Сулла сказал мне, что моя сестра, Друзилла, с мужем прибыли сегодня на остров. Не скажу, как это обрадовало меня. Я сделался сам не свой. Послал Суллу предупредить Друзиллу о встрече, а сам стал ходить из угла в угол по комнате, не в силах оставаться на месте. Не заметил, как вошла Энния. Когда она заговорила, меня передернуло от внезапности ее голоса. Я никогда не видел ее такой, лицо ее было гневным.
— Макрон мне все рассказал, — сказала она шепотом, но все равно как если бы кричала, — Ты, наверное, задумал погубить нас всех. Предупреждаю тебя, я не буду ждать, когда за мной придут. Я сама пойду к императору и все ему расскажу.
— Тогда мы будем висеть на соседних перекладинах, — ответил я ей.
— Это ты будешь висеть, и это тебя будут клевать птицы. — Лицо ее исказилось до болезненной гримасы, она хотела еще что-то сказать, но не смогла, опустилась на пол и вдруг заплакала. Я не ожидал от нее такого и стоял перед ней в растерянности.
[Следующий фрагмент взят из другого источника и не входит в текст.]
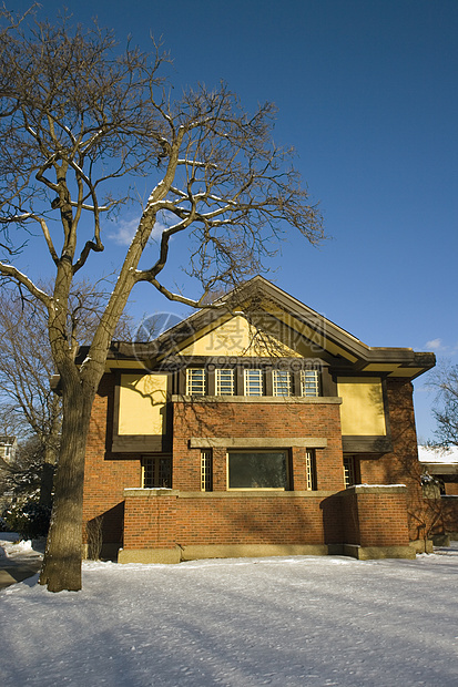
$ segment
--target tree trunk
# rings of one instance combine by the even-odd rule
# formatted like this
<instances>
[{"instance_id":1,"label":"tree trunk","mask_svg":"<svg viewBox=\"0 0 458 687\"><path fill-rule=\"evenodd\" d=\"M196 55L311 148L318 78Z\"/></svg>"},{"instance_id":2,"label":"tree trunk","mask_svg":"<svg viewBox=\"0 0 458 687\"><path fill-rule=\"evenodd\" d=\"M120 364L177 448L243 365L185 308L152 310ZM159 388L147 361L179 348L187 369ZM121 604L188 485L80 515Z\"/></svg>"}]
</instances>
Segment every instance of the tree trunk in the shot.
<instances>
[{"instance_id":1,"label":"tree trunk","mask_svg":"<svg viewBox=\"0 0 458 687\"><path fill-rule=\"evenodd\" d=\"M63 388L63 422L55 496L40 584L49 592L81 589L85 444L94 393L77 378Z\"/></svg>"}]
</instances>

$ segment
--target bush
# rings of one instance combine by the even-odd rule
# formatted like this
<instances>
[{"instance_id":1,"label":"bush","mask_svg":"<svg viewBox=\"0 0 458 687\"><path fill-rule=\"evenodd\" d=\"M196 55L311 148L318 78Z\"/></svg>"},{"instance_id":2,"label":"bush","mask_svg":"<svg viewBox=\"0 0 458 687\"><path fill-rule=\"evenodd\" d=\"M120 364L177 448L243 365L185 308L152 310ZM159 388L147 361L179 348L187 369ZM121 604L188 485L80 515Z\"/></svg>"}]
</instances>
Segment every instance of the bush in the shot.
<instances>
[{"instance_id":1,"label":"bush","mask_svg":"<svg viewBox=\"0 0 458 687\"><path fill-rule=\"evenodd\" d=\"M2 513L7 527L27 540L47 536L50 519L51 509L41 505L37 496L12 503Z\"/></svg>"}]
</instances>

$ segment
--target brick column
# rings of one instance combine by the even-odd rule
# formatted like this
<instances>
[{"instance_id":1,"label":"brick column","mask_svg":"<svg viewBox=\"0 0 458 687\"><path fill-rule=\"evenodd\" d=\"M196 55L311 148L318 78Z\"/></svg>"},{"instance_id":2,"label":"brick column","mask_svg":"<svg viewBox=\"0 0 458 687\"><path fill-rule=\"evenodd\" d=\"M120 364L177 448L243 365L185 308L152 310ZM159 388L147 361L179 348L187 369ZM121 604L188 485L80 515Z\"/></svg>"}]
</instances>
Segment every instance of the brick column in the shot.
<instances>
[{"instance_id":1,"label":"brick column","mask_svg":"<svg viewBox=\"0 0 458 687\"><path fill-rule=\"evenodd\" d=\"M344 553L356 558L414 558L407 524L407 488L358 484L340 492Z\"/></svg>"}]
</instances>

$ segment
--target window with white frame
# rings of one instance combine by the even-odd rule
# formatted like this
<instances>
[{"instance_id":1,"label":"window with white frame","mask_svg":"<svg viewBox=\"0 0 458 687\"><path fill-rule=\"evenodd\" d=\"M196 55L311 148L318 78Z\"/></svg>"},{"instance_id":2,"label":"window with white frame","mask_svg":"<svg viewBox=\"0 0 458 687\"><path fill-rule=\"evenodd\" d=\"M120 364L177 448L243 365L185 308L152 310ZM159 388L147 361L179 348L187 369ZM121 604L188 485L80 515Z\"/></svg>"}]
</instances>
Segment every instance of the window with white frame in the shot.
<instances>
[{"instance_id":1,"label":"window with white frame","mask_svg":"<svg viewBox=\"0 0 458 687\"><path fill-rule=\"evenodd\" d=\"M228 489L287 490L287 451L228 451L227 486Z\"/></svg>"},{"instance_id":2,"label":"window with white frame","mask_svg":"<svg viewBox=\"0 0 458 687\"><path fill-rule=\"evenodd\" d=\"M272 377L274 396L291 396L291 372L274 370Z\"/></svg>"},{"instance_id":3,"label":"window with white frame","mask_svg":"<svg viewBox=\"0 0 458 687\"><path fill-rule=\"evenodd\" d=\"M308 449L305 454L305 471L307 491L316 491L316 455L315 451Z\"/></svg>"},{"instance_id":4,"label":"window with white frame","mask_svg":"<svg viewBox=\"0 0 458 687\"><path fill-rule=\"evenodd\" d=\"M263 396L263 370L244 370L245 396Z\"/></svg>"},{"instance_id":5,"label":"window with white frame","mask_svg":"<svg viewBox=\"0 0 458 687\"><path fill-rule=\"evenodd\" d=\"M186 396L205 396L205 369L187 368Z\"/></svg>"},{"instance_id":6,"label":"window with white frame","mask_svg":"<svg viewBox=\"0 0 458 687\"><path fill-rule=\"evenodd\" d=\"M142 458L143 489L172 486L172 461L169 455L144 455Z\"/></svg>"},{"instance_id":7,"label":"window with white frame","mask_svg":"<svg viewBox=\"0 0 458 687\"><path fill-rule=\"evenodd\" d=\"M359 482L359 464L355 455L344 455L345 489Z\"/></svg>"},{"instance_id":8,"label":"window with white frame","mask_svg":"<svg viewBox=\"0 0 458 687\"><path fill-rule=\"evenodd\" d=\"M212 449L203 449L201 451L201 491L213 491Z\"/></svg>"},{"instance_id":9,"label":"window with white frame","mask_svg":"<svg viewBox=\"0 0 458 687\"><path fill-rule=\"evenodd\" d=\"M234 370L216 368L215 392L216 396L234 396Z\"/></svg>"},{"instance_id":10,"label":"window with white frame","mask_svg":"<svg viewBox=\"0 0 458 687\"><path fill-rule=\"evenodd\" d=\"M319 396L318 370L301 370L301 396Z\"/></svg>"}]
</instances>

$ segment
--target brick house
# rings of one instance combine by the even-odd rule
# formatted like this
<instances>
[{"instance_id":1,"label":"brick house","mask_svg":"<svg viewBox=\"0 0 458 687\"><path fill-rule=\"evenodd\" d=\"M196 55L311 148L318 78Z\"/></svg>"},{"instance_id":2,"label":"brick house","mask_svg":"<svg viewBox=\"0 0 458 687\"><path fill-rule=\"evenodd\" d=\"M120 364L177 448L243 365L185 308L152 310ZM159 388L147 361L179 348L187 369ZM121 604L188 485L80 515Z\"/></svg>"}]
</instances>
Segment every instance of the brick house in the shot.
<instances>
[{"instance_id":1,"label":"brick house","mask_svg":"<svg viewBox=\"0 0 458 687\"><path fill-rule=\"evenodd\" d=\"M88 441L86 531L101 524L102 555L122 563L413 557L411 380L434 365L366 346L263 277L152 342L113 342Z\"/></svg>"}]
</instances>

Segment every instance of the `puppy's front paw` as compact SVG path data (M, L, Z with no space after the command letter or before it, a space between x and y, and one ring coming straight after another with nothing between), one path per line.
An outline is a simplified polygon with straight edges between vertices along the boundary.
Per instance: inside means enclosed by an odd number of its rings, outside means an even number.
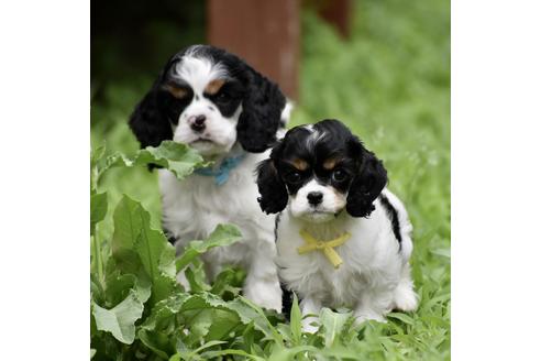
M417 309L417 294L409 285L399 285L395 291L395 308L411 311Z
Она плакала не таясь, открыто, громко, и я боялся, что услышат слуги. Я не мог переступить через нее и уйти, хотя меня, наверное, уже давно ждала Друзилла. Опять то прежнее, ненавистное — любовь, жалость — проявилось во мне. Хотел идти, но не мог. Заставлял себя уйти, но не мог заставить. Опустился на пол рядом с ней, притянул к себе ее голову. Она долго плакала; моя туника от шеи до пояса вымокла от ее слез. Я не забыл о Друзилле, но не в силах был оставить Эннию. Так просто, такой неожиданной слабостью она подавила мою волю. Я уже не мог принадлежать самому себе. Я поднял ее и отнес на постель. Он уже не плакала, но, обняв мою шею и уткнув лицо в грудь, лежала молча.
Я чувствовал нежность к ней. Я сознавал, что это проклятая, мерзкая нежность, что это болезнь. Но ни избавиться, ни хотя бы только чуть утишить ее я не мог. Так мы пролежали, наверное, полночи. Она лежала недвижно, но не спала. И я не мог уснуть. К тому же ее тело стесняло мое, и трудно было дышать. Но я не шевелился, мне было жалко ее, и я не смел. Потом она высвободила руки, стала гладить мое лицо, говорить какие-то ласковые — я ни одно не расслышал внятно — незнакомые мне слова, трогать губами мои губы, руки. Я почувствовал желание, но нежность и жалость не уходили. И когда желание достигло вершины, я слился с ней. А она со мной. Не взял ее, но именно слился. Я утверждаю и настаиваю на этом.
Когда это закончилось, я был так расслаблен, как никогда раньше. Мне ничего не хотелось, только лежать рядом с ней, чувствовать ее голову у себя на груди, и все, больше я ничего не желал. О нежности как о болезни я уже не думал. Я не видел ее лица в темноте, но знал, что это уже другая Энния, и даже не Энния вовсе. Я не видел ее лица, и оно было прекрасно.